A partition is ε-equitable if all parts have measure within ε of 1/k, where k is the number of parts.

Equations

• Graphon.IsEquitable P ε = ∀ S ∈ P.parts, |(μ S).toReal - 1 / ↑P.parts.card| ≤ ε

theorem Graphon.exists_measurable_subset_of_measure {α : Type u_1} [MeasurableSpace α] {μ : MeasureTheory.Measure α} [MeasureTheory.IsProbabilityMeasure μ] [StandardBorelSpace α] [MeasureTheory.NoAtoms μ] {S : Set α} (hS : MeasurableSet S) {r : ENNReal} (hr : r ≤ μ S) : ∃ (T : Set α), MeasurableSet T ∧ T ⊆ S ∧ μ T = r

IVT for atomless measures: any measurable set can be split at any prescribed measure. This is a standard result (Sierpinski's theorem). Given [StandardBorelSpace α], we use a countable separating sequence to greedily construct the desired subset.

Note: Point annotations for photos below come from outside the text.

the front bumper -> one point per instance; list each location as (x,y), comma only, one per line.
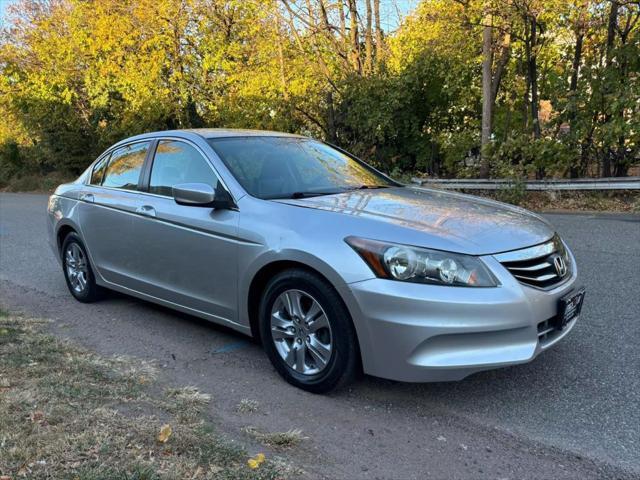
(426,333)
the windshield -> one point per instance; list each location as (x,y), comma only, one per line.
(291,167)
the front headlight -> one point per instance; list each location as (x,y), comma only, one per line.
(422,265)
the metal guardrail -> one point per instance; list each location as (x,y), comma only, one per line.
(613,183)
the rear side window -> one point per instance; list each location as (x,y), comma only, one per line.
(178,162)
(125,165)
(98,171)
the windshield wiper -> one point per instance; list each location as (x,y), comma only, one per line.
(367,187)
(310,194)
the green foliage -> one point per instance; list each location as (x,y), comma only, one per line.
(78,75)
(523,156)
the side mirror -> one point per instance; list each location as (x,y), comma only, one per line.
(202,195)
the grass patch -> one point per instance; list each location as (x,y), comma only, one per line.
(66,412)
(614,201)
(280,440)
(247,406)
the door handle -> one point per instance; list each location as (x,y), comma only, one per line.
(146,210)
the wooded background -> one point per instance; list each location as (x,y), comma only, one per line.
(462,88)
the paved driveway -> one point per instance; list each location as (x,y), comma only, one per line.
(574,412)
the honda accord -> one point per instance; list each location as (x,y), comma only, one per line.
(333,266)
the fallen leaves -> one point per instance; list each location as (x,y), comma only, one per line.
(37,417)
(165,433)
(256,461)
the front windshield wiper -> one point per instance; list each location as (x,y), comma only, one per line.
(366,187)
(295,195)
(310,194)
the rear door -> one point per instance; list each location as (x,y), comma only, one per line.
(108,208)
(185,254)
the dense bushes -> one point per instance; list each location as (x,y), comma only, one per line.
(78,75)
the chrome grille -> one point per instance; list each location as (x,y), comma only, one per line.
(542,266)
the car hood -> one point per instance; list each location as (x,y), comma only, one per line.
(471,224)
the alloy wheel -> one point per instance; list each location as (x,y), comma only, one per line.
(77,267)
(301,332)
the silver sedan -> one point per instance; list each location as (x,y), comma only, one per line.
(333,266)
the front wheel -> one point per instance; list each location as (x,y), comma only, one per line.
(77,270)
(307,332)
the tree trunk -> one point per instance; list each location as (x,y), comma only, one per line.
(343,21)
(487,61)
(611,36)
(368,40)
(573,89)
(380,51)
(533,78)
(499,73)
(331,119)
(354,36)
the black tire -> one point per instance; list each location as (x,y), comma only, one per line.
(344,363)
(91,291)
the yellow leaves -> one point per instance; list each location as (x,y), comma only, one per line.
(256,461)
(165,433)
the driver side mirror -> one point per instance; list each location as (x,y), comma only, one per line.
(202,195)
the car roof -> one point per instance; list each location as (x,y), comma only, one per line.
(237,132)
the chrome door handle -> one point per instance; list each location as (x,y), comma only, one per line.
(146,210)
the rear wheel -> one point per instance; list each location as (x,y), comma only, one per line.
(77,270)
(307,332)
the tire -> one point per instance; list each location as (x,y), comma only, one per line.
(82,285)
(322,369)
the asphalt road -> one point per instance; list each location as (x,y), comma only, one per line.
(572,413)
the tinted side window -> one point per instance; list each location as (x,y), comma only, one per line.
(98,171)
(125,165)
(178,162)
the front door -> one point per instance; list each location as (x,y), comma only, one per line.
(107,211)
(186,254)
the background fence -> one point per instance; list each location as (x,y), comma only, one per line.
(595,184)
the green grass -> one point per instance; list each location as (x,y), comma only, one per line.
(66,412)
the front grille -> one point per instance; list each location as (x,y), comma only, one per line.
(547,331)
(543,266)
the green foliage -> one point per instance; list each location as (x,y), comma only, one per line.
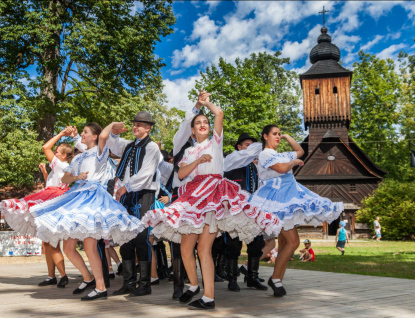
(394,203)
(20,152)
(253,92)
(76,42)
(381,119)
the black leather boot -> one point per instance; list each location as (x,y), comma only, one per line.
(159,259)
(130,278)
(220,267)
(144,283)
(105,272)
(232,272)
(178,278)
(104,263)
(252,277)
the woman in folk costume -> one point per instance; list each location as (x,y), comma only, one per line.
(281,195)
(205,205)
(17,213)
(86,212)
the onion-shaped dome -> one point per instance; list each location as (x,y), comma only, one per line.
(324,50)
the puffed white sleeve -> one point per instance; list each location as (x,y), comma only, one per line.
(144,178)
(117,144)
(267,159)
(78,144)
(242,158)
(184,131)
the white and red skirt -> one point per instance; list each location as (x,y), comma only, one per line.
(216,201)
(16,211)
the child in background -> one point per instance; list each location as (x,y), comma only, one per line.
(272,255)
(307,254)
(342,237)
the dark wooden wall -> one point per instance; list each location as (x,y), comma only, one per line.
(326,106)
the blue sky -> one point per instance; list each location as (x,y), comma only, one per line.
(206,30)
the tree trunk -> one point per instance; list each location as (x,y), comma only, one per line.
(46,125)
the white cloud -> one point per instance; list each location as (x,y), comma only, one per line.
(295,50)
(391,52)
(137,6)
(177,92)
(243,34)
(370,44)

theorem Graphon.exists_equitable_refinement {α : Type u_1} [MeasurableSpace α] {μ : MeasureTheory.Measure α} [MeasureTheory.IsProbabilityMeasure μ] [StandardBorelSpace α] [MeasureTheory.NoAtoms μ] (P : MeasurablePartition α μ) (ε : ℝ) (hε : ε > 0) : ∃ (Q : MeasurablePartition α μ), Refines Q P ∧ IsEquitable Q ε ∧ Q.parts.card ≤ P.parts.card * ⌈1 / ε⌉₊

Any partition can be refined to an equitable one with controlled part count.

Proof idea: Each part S of P is split into m = ⌈1/ε⌉₊ equal-measure pieces using the intermediate value theorem for atomless measures. The resulting partition has at most n * m parts (where n = P.parts.card) and each part has measure within ε of the average 1/(n*m).

The intermediate value theorem for atomless measures (Sierpinski's theorem) is proved above as exists_measurable_subset_of_measure.

The [NoAtoms μ] hypothesis ensures the measure has no atoms, which is necessary for the existence of subsets with prescribed measure.